# help mix and match tripower center carb



## torpedo51 (Sep 8, 2009)

I have a tripower. The throttle shaft on the center carb is loose. The idle jumps dramatically when I wiggle it. While shopping for a throttle shaft, I discovered that the center carb is actually from a smaller engine Chevy. Rather than use this carb and fix the throttle shaft, I thought I would upgrade to something sized correctly for my 389 engine. 

Here are my thoughts:


My intake manifold is 1965 correct.
My end carbs are 1965 correct (I think)
The fuel lines that I have are not correct.
I don't need a correct 1965 center carb, but that would be great!
The Parts Place sells a 1966 center carb - will it work?
Is my center carb base going to be compatible (do I replace it or fix the shaft)?
If you spot any compatible carb for sale on eBay, craigslist, here, etc., please let me know!


----------



## Joe'sToy (Mar 9, 2012)

I have a used center carb from a '66 tri-power. When I picked up my '65, the previous owner had replaced it. Don't know why, and don't know if it's fully functionable, but you can try it. I'll take some pictures of it tonight, when I get home from work.


----------



## facn8me (Jul 30, 2011)

Problem with a 66 carb is they use a choke stove mounted on the intake. Check with mike (i think) at pontiactripower.com


----------



## geeteeohguy (Feb 2, 2008)

The '65 center carb is 'correct' for a '65 389...they even used it on the 421, with slight changes in jetting. Try one off of a '65 Chevy...and change out the jets. Easier to find. You state that your idle changes when you wiggle the throttle shaft. Stop wiggling it. "Loose Throttle Shaft Syndrome" is severly over-rated, and pretty much hogwash, unless it's flat worn out.


----------



## the65gto (Oct 9, 2008)

torpedo51 said:


> I have a tripower. The throttle shaft on the center carb is loose. The idle jumps dramatically when I wiggle it. While shopping for a throttle shaft, I discovered that the center carb is actually from a smaller engine Chevy. Rather than use this carb and fix the throttle shaft, I thought I would upgrade to something sized correctly for my 389 engine.
> 
> Here are my thoughts:
> 
> ...


If I remember correctly, the 66 center bores are slightly larger than the 65.


----------



## facn8me (Jul 30, 2011)

Although this is NOT a 66 carb this is the 66 style carb choke stove type choke on a 66 styled manifold


----------



## Familytradition (Jul 2, 2014)

*Do you still have your 66 center I need a top.*

Please let me know I'm in middle of rebuild am I'm stuck. 




Joe'sToy said:


> I have a used center carb from a '66 tri-power. When I picked up my '65, the previous owner had replaced it. Don't know why, and don't know if it's fully functionable, but you can try it. I'll take some pictures of it tonight, when I get home from work.


----------



## JOE CAPP (Apr 12, 2015)

The 65 center carb is a small base and the 66 is the only year with a large base center carb so not interchangeable


----------



## Joe'sToy (Mar 9, 2012)

Familytradition said:


> Please let me know I'm in middle of rebuild am I'm stuck.

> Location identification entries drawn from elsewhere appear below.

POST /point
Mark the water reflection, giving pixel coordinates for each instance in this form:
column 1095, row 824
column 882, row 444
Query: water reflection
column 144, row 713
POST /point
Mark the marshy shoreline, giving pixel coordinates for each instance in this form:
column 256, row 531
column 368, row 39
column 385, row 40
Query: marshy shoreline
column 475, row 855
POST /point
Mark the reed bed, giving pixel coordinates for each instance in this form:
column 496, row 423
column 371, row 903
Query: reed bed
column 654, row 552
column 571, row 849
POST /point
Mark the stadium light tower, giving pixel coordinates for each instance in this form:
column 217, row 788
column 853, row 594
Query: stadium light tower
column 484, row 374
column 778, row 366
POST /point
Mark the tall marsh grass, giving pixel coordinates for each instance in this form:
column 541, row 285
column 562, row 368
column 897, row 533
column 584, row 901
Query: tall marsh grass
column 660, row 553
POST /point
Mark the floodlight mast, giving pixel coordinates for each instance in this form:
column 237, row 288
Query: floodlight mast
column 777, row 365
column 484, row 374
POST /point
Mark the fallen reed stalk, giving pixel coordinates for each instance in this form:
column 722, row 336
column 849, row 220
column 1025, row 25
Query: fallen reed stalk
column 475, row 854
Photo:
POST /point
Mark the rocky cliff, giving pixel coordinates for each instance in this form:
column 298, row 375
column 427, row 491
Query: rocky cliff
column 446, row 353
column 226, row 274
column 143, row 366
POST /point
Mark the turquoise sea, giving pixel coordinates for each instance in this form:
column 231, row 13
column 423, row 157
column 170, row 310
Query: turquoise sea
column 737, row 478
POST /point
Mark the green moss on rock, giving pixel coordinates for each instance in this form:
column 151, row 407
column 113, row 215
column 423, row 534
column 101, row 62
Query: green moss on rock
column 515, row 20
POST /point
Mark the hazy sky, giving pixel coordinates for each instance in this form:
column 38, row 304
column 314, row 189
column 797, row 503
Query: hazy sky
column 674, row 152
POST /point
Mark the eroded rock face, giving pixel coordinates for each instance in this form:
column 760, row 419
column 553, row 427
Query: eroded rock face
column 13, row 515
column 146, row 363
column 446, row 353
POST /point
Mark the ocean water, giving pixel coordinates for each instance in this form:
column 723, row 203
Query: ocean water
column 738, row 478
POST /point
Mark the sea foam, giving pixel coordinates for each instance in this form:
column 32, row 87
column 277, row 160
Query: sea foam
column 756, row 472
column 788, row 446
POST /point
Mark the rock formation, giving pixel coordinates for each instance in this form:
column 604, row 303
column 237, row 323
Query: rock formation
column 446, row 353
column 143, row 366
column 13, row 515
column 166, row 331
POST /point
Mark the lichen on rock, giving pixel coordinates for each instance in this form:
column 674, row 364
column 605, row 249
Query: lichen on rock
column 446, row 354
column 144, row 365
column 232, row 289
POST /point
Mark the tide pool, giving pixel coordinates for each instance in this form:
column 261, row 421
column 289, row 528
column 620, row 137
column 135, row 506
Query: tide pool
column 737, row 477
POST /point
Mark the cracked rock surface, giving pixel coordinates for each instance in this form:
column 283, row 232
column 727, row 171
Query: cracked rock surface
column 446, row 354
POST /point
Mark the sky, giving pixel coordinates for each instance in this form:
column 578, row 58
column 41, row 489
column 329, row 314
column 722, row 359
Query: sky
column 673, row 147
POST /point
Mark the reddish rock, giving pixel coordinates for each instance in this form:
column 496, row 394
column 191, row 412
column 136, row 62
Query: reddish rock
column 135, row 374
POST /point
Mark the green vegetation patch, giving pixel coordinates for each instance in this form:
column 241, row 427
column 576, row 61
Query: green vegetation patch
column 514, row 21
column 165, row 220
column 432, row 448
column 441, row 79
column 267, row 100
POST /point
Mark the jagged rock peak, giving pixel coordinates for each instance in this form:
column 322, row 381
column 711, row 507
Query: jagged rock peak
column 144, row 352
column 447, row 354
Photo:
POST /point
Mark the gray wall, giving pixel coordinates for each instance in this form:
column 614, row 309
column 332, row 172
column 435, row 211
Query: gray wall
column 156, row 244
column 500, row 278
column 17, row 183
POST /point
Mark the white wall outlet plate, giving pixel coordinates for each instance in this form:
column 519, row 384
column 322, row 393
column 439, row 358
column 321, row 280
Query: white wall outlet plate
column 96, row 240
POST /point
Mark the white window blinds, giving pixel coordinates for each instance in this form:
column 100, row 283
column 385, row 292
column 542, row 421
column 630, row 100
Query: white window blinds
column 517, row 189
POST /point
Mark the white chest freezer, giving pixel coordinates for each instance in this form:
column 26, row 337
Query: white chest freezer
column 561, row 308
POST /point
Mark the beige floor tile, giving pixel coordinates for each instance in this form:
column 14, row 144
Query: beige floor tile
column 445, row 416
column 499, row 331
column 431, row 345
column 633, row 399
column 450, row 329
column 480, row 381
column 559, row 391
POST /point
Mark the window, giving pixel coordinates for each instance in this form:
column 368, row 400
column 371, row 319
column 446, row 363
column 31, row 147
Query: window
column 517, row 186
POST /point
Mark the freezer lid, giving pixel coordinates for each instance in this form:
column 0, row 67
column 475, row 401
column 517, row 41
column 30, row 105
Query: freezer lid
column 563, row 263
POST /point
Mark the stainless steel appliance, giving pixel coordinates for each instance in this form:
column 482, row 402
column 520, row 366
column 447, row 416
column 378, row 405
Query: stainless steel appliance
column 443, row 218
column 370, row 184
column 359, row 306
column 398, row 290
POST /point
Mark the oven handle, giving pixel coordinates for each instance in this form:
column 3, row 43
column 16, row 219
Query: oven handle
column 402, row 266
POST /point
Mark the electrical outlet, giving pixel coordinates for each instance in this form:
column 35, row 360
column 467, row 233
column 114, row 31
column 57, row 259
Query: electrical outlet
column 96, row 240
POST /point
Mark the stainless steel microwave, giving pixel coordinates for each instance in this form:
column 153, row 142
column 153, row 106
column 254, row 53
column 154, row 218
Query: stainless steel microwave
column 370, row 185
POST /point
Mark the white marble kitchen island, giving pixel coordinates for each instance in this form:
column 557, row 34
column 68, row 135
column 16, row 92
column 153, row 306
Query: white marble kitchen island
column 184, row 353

I don't have the spare carb anymore, been three years since this post! I ended up taking my center carb off and sending both the old one and the spare to Mike at PontiacTripower.com. He rebuilt my center carb, replaced the top horn piece, the threads on fuel inlet where stripped.

Your best bet is to send an email to Mike, he will call you and then you can discuss with him. Here is a pic of my rebuilt carb after I got it back from Mike.


----------



## Pinion head (Jan 3, 2015)

JOE CAPP said:


> The 65 center carb is a small base and the 66 is the only year with a large base center carb so not interchangeable


x2. 

If one has a Rochetor 2G and its has the correct small fuel inlet, for the last 10 years have beenable to buy reproduction 2G Tripower throttle shafts with the correct staked flanges on them and then rebuild the throttle body's. In the late '80's through mid 90's I stumbled onto and bought numerous small inlet 2G's that could be made into faily correct '61-65 Pontiac tripower carbs. Back then I was also buying really poor condition tripower carbs, ones with busted tops, just to get the the correct throttle body's.


----------



## Rukee (Feb 8, 2007)

Can't you just buy the base plates?? I bought two for my outboard carbs. Also I would invest in some K&N filters. I was changing the paper ones about three times a summer, if not more.


----------